His first paintings to attract attention were a series of paintings in the early fifties of Bristol landscapes, including many of the docks. At that time he worked by making drawings on the spot and painting from these in the studio. He worked slowly, taking immense time in each picture, sometimes as much as two years, though usually working on several at a time. The result was a magnificent series of paintings, most of which are now in private collections. One can only hope that Bristol City Art Gallery will acquire one while there are still some to be had. In some ways these pictures have a resemblance to the work of the Euston Road School, with a rigid though unobtrusive almost mathematical structure to them. Always, however, his work avoids the nostalgia, melancholy or disgust. Which is the twentieth century romantic's equivalent to the sentimentality of the nineteenth century.
It was an extraordinary shock when Passmore, a leading member of the Euston Road school, went abstract: but looking back one can see that it was the logical next step in his development. At about that time Hurdle's painting also underwent a major change, which now seems equally inevitable. It became more free, more apparently spontaneous. The pigment became thinner, often transparent. He altered his method of working with his easel out doors. He says:
'I enjoy working outside, beyond the confines of walls, I enjoy the sensation of being surrounded by my subject, feeling the same light and air, becoming thereby a part of the subject myself."

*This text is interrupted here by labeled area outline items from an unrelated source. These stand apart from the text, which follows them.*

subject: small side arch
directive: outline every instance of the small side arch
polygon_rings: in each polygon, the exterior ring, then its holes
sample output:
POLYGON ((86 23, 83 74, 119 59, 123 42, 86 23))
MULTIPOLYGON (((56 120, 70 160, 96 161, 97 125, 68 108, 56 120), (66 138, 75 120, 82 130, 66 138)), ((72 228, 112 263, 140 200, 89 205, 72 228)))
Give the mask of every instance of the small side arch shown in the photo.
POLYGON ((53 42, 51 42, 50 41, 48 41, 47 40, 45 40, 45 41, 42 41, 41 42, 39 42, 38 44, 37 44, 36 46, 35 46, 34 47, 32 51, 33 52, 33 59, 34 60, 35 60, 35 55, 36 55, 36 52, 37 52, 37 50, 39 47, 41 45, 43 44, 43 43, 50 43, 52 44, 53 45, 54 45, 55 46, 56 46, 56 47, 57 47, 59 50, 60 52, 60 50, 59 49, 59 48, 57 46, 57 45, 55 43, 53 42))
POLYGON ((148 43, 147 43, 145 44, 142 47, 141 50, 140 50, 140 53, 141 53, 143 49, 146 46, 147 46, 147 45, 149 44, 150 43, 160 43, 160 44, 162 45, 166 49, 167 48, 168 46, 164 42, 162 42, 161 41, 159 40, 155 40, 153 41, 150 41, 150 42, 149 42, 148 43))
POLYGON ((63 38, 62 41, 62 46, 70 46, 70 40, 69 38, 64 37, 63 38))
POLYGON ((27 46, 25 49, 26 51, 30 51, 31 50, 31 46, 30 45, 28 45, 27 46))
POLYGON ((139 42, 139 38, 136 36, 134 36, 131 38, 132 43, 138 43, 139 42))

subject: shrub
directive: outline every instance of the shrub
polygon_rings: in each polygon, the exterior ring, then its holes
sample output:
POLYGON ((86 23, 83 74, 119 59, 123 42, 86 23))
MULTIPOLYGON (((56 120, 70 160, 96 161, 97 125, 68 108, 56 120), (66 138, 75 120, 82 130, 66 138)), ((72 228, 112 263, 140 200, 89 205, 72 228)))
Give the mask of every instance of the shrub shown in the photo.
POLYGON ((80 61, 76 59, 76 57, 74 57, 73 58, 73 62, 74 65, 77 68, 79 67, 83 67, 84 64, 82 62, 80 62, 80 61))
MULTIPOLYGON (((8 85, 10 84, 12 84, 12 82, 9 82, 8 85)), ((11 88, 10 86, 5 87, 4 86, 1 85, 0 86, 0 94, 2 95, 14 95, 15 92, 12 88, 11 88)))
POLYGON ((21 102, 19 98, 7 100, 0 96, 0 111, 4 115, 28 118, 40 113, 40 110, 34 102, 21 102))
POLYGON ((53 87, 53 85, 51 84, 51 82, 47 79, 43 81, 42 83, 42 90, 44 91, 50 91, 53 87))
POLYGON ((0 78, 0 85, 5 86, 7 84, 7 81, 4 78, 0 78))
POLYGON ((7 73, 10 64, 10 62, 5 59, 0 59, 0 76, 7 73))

To resolve the subject I require my excitement to be controlled over a period of time. The painting is allowed to develop over days or weeks; its growth (if all goes well) should be inevitable and yet dependent on constant reference to the source.
I wish to abstract before nature, to allow nature to give certain harmonic relations of colour, certain rhythmic combinations of shapes."
That rarest of birds, a non-romantic English painter, Robert Hurdle is still a young man. He is a magnificent draughtsman, he is original and powerful. He is no weathercock, unable to exist without joining the popular movements of the day. One will watch his future development with great interest.